Spin and the Coulomb Gap in the Half-Filled Lowest Landau Level
J.P. Eisenstein, T. Khaire, D. Nandi, A.D.K. Finck, L.N. Pfeiffer, and, K.W. West

TL;DR
This paper investigates how an in-plane magnetic field influences the Coulomb gap in tunneling between two 2D electron systems at half filling, revealing a link to spin polarization transitions.
Contribution
It demonstrates the dependence of the Coulomb gap on in-plane magnetic fields and connects this behavior to the spin polarization state of the system.
Findings
Coulomb gap width increases sharply with in-plane field at low density.
Abrupt leveling off of gap width correlates with spin polarization transition.

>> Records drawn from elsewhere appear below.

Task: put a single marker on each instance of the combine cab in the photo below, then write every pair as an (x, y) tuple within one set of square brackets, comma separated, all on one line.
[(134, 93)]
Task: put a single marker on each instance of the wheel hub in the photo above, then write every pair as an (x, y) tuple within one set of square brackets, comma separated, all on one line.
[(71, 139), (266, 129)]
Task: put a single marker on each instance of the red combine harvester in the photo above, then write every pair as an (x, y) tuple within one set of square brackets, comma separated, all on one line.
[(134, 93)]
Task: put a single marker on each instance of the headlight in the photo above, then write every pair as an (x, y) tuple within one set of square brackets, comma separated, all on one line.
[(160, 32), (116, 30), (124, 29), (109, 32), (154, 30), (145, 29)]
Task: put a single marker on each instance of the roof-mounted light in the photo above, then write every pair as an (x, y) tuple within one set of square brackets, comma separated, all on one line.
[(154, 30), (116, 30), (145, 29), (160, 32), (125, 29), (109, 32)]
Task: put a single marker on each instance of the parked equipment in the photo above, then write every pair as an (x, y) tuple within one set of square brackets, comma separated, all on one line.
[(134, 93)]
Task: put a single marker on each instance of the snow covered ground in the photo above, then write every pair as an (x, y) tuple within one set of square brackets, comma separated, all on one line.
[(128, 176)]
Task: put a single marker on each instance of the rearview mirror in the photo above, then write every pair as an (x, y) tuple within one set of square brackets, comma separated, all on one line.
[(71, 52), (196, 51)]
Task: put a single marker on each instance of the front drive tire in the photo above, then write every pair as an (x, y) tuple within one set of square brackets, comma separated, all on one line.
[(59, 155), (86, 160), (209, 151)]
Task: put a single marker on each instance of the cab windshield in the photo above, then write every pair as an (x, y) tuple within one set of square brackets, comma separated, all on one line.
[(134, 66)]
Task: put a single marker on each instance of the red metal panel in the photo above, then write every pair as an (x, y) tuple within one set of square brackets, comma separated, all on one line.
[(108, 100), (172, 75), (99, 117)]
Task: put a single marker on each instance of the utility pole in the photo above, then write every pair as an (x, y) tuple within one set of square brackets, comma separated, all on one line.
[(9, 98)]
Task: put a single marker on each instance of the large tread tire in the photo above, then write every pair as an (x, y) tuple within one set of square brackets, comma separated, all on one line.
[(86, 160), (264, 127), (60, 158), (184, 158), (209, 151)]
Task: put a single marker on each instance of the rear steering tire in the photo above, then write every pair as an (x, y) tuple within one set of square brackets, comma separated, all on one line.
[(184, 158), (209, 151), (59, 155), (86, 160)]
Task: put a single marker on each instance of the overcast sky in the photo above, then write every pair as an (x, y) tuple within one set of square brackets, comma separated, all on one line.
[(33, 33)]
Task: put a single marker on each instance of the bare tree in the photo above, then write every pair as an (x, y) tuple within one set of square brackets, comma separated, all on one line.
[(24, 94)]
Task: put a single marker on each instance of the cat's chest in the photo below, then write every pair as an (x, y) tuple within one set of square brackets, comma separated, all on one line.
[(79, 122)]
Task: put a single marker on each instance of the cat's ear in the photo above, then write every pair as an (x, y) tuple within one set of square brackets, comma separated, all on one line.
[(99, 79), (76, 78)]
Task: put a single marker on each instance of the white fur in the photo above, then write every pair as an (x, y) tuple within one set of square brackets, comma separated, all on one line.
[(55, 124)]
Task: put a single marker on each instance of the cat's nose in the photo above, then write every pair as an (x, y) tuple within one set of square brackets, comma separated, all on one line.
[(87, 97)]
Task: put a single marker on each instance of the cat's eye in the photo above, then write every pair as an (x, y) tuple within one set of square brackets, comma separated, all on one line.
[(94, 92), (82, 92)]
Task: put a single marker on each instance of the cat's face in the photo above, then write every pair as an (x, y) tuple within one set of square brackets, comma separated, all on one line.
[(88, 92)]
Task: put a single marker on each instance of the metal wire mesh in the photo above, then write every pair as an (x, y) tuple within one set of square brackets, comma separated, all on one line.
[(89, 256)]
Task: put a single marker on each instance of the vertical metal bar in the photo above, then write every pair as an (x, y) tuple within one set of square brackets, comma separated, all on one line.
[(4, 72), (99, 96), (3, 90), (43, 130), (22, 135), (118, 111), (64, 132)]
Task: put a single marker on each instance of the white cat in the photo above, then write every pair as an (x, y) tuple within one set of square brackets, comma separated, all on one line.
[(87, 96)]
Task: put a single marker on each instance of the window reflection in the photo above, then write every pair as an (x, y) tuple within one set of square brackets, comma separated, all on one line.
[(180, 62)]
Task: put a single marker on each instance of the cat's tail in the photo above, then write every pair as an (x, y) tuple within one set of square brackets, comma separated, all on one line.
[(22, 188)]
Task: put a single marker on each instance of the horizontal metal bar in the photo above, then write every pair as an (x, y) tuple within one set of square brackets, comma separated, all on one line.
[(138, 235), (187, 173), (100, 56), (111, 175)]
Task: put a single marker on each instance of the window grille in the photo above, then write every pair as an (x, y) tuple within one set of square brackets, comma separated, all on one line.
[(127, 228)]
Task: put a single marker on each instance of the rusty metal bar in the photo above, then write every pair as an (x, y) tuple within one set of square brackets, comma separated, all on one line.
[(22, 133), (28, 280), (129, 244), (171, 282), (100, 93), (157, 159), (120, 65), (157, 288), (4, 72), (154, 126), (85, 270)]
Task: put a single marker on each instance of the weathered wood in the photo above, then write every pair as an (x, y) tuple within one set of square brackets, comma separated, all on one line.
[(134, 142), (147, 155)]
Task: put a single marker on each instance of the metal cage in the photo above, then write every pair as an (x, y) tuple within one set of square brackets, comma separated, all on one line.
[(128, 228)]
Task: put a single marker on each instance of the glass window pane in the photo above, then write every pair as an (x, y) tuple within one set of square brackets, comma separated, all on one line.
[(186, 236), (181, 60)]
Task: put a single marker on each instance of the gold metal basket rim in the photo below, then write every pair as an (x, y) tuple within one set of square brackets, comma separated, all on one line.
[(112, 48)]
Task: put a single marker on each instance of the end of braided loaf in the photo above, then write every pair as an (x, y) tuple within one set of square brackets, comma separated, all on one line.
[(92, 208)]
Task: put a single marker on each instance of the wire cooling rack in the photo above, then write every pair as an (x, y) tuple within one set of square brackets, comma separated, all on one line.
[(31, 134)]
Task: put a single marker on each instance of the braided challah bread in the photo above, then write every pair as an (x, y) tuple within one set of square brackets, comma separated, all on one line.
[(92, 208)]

Tunneling gap provides insights into spin configurations at high magnetic fields.
Abstract
The Coulomb gap observed in tunneling between parallel two-dimensional electron systems, each at half filling of the lowest Landau level, is found to depend sensitively on the presence of an in-plane magnetic field. Especially at low electron density, the width of the Coulomb gap at first increases sharply with in-plane field, but then abruptly levels off. This behavior appears to coincide with the known transition from partial to complete spin polarization of the half-filled lowest Landau level. The tunneling gap therefore opens a new window onto the spin configuration of two-dimensional electron systems at high magnetic field.